The American Cancer Society estimates that over 100,000 men and women living in the United States will be diagnosed with colon cancer in 2013. Statistically, cancers of the colon and rectum are often combined and referred to as colorectal cancer. This addition brings the total to over 140,000 affected individuals with over 50,000 of these diagnoses resulting in death (American cancer society, 2013). Globally, the impact of this disease reached over one million people in 2008 with over 600,000 deaths attributed to colorectal cancer (Dusek, Maluskova, & Musik, 2013).

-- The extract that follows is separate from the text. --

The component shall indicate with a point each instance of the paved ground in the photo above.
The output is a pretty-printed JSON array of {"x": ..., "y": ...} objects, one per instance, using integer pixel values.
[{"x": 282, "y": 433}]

Colon cancer is preventable with a healthy diet, exercise, and curable with regular bowel exams. However, signs and symptoms of colon cancer usually do not present until the cancer is advanced which results in a less favorable prognosis. Routine colon screens may lead to a diagnosis at an early stage in the progression and can reduce the number of deaths from this disease even when the individual is genetically predisposed to colon cancer (Colon cancer, 2013).
The colon is an integral part of the digestive system. It consists of the last five or six feet of the intestines. There are four layers of tissue that make up the colon. The mucosa, submucosa, muscular layer and the serosa. Matter moves through the lumen small intestine rather quickly and the majority of nutrients are absorbed. Then, the waste travels slowly through the lumen of the colon where water is absorbed and fiber is broken down by bacteria. This process forms the fecal matter that is then stored in the colon until peristaltic waves of smooth muscle continue the motility toward the rectum and anus for defecation (Butler, Lewis, & Shier, 2013)
Certain factors increase an individuals risk of the epithelial cells of the mucosa layer to undergo an irreversible change in DNA. The presence or history of benign polyps is associated with the early development of colon cancer. These precancerous growths are known as adenomatous polyps which is an abnormal accumulation of tissue that extends from mucus producing glands into the lumen of the colon before becoming cancerous. When these cells become neoplastic they begin to grow into the layers of the colon and beyond as well. This event facilitates contact with capillaries and lymph vessels and cancer cells can then break off and migrate through the entire body (McCartney & Oberleitner, 2011).
The risk of cancer increases with age, and colon cancer is included in this factor with 62 being the most common age at diagnosis (McCartney & Oberleitner, 2011). Repeated exposure to carcinogens over time can cause mutations in DNA, especially in highly mitotic epithelial cells, resulting in cancerous growths. An immune response in a young and healthy body would destroy the early formation of cancer cells. Unfortunately, individuals of advanced age suffer a decrease in the capabilities of the immune system. This puts them at a higher risk of dysplastic cells multiplying in the colon.